Currently there is estimated to be approximately 9 million ash trees throughout Derbyshire, meaning ash dieback will have a significant impact on the county landscape.
How to identify ash dieback
The most common symptoms associated with ash dieback include:
- blackening and wilting of leaves and small shoots
- diamond shaped lesions or cankers at the joins between twigs and branches
- dieback of shoots and branches
A useful photo guide of ash dieback symptoms and disorders often mistaken for ash dieback is available from Forest Research.
What we are doing
We have developed an Ash Dieback Action Plan which sets out how we will manage the progression of ash dieback throughout the county.

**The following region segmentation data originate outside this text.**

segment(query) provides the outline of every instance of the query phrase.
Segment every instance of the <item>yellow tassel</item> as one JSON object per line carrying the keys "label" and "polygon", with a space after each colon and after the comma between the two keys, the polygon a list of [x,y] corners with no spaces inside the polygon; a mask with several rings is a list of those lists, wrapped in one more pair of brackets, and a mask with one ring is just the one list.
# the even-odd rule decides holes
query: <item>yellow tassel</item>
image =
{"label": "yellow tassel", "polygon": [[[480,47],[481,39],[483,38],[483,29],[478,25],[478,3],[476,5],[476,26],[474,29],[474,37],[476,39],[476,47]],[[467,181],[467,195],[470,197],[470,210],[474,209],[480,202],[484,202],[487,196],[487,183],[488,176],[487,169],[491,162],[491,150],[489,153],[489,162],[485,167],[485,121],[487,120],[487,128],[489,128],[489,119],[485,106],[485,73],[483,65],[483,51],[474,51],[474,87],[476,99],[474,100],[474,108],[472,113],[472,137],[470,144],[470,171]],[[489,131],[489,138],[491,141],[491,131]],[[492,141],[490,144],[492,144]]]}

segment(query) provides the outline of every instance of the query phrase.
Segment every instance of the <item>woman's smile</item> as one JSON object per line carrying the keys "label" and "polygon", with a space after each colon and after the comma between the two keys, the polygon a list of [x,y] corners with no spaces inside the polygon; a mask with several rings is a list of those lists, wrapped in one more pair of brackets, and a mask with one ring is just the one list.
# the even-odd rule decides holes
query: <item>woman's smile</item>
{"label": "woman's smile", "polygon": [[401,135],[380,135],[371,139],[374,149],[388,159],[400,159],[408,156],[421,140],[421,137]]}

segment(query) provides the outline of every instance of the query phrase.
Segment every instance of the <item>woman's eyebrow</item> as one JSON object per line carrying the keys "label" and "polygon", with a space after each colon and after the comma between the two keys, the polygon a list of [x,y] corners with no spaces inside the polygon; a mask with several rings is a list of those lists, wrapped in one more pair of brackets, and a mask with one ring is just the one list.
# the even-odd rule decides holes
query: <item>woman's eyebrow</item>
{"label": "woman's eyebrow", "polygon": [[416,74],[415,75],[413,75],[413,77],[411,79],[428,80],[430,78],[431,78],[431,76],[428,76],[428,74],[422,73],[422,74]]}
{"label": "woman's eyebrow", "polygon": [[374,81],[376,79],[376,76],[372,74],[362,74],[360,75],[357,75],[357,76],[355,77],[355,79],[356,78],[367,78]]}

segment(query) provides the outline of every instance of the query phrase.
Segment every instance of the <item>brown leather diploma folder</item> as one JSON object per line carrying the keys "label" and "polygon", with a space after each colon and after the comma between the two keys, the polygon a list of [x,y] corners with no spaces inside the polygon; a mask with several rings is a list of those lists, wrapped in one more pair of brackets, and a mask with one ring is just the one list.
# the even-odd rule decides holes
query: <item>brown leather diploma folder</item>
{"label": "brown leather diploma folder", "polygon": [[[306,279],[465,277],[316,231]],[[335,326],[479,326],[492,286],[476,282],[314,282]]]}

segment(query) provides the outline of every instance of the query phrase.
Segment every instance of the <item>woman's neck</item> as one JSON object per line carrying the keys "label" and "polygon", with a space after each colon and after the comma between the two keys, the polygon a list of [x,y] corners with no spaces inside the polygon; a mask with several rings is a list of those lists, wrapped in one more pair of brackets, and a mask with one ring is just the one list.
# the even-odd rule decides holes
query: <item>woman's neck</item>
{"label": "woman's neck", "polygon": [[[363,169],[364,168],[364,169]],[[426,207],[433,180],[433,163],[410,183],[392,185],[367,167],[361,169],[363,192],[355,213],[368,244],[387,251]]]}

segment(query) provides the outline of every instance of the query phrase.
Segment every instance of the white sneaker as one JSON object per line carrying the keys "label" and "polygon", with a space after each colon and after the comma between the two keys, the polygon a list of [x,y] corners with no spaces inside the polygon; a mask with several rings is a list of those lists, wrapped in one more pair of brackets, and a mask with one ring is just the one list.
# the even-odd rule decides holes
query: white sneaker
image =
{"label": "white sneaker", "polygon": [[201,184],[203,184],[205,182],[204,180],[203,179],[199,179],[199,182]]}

This will primarily involve identifying and managing the risks created by the disease to public safety (from falling trees and branches), infrastructure (roads, rail and utilities) and the wider environment (landscape, ecology and ecosystem services). Initially the management of trees posing a risk to public safety and infrastructure will be prioritised, followed by the risks to our wider environment in the medium to long term.
What you can do
If you spot an ash tree displaying symptoms of ash dieback that may pose a risk to people or property, please let us know via our tree management pages:
If you own or manage an individual or a small group of ash trees, or woodlands containing ash trees, you should monitor these for symptoms of ash dieback.
If your trees start to decline and you suspect ash dieback, you need to consider the risks posed by the trees to surrounding people and property and the tree management options available to you.
You should consult a tree professional before carrying out any works on trees affected by ash dieback. Comprehensive guidance on ash dieback management can be found in the following resources:
It's very important to retain ash trees that show any kind of tolerance to the disease as these will have the greatest potential to survive and reproduce to create the next generation of ash trees. A tree professional will be able to advise you of the options available to you regarding removal or retention.